Thursday, May 27, 2010

The World is New


With nearly every straight, liberal male I know semi-obsessed with a musical sitcom about a high school show choir on Fox, it is difficult to imagine that the world is not different than we imagined it to be. Every indicator points to a landscape dramatically altered. From Phyllis Tickle's 500 year cultural rummage sale to Bill McKibben's new Eaarth, there exist abundant images of a world transformed. The Church, like all other institutions, will fair only as well as it is capable of responding to the changing cultural environment in which it exists.

Young Adults stand at an interesting intersection at this moment of cultural upheaval. Coming into adulthood in this environment, their frame of reference is limited by the a-historicism of American culture and the lack of personal experience in any other time but this. Armed with technology they threaten the generations they follow with the capacity to leapfrog to corporate predominance. Cautioned by an economic downturn in which entire industries are being eclipsed while new ones pop up with each refreshing of the page, they approach "career" with tentativeness and education with the utilitarian concerns of keeping as many options open as they can manage to juggle.

The Church as an institution faces the cautionary scrutiny given marriage by a generation for whom divorce was felt as common as not. Like pre-marital co-habitation, spiritual path shopping is a consumer tactic meant to head off institutional incompatibility and failure. This is not a failure on our part, but it is a reality. We cannot assume the given of the post-marriage, post-childbirth return to Church. The moral elementary school model of religion is failing in a nation where Liberal Christianity has won the culture wars. The question left us is what Christ speaks to this world that is new? What image of the Reign of God do we offer to a generation for whom that reign is no longer singular?

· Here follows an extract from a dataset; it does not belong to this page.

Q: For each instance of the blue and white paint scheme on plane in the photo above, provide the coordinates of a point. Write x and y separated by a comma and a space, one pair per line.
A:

We give many answers. The Body of Christ is continually being born anew in this world through churches that compete in a free-marketplace of loyalties, moralities, and ways of being. What is the Spirit birthing anew in the Episcopal Church? What might that look like for Young Adults and how might we work together to affirm and strengthen this new Body of which we are a part?

I'll be using this blog as a platform and as my own site for digestion. I'm new to this world. I'm a young Episcopalian adult, raised in the Church and employed to support others in this journey we take together. I invite your comments here, but more so I invite your friendship and companionship. I'll be telling my story of this journey, and I hope as it progresses it will become Our Story. I don't know how that happens but I trust that as it does, we will do it with honesty, humility, and grace.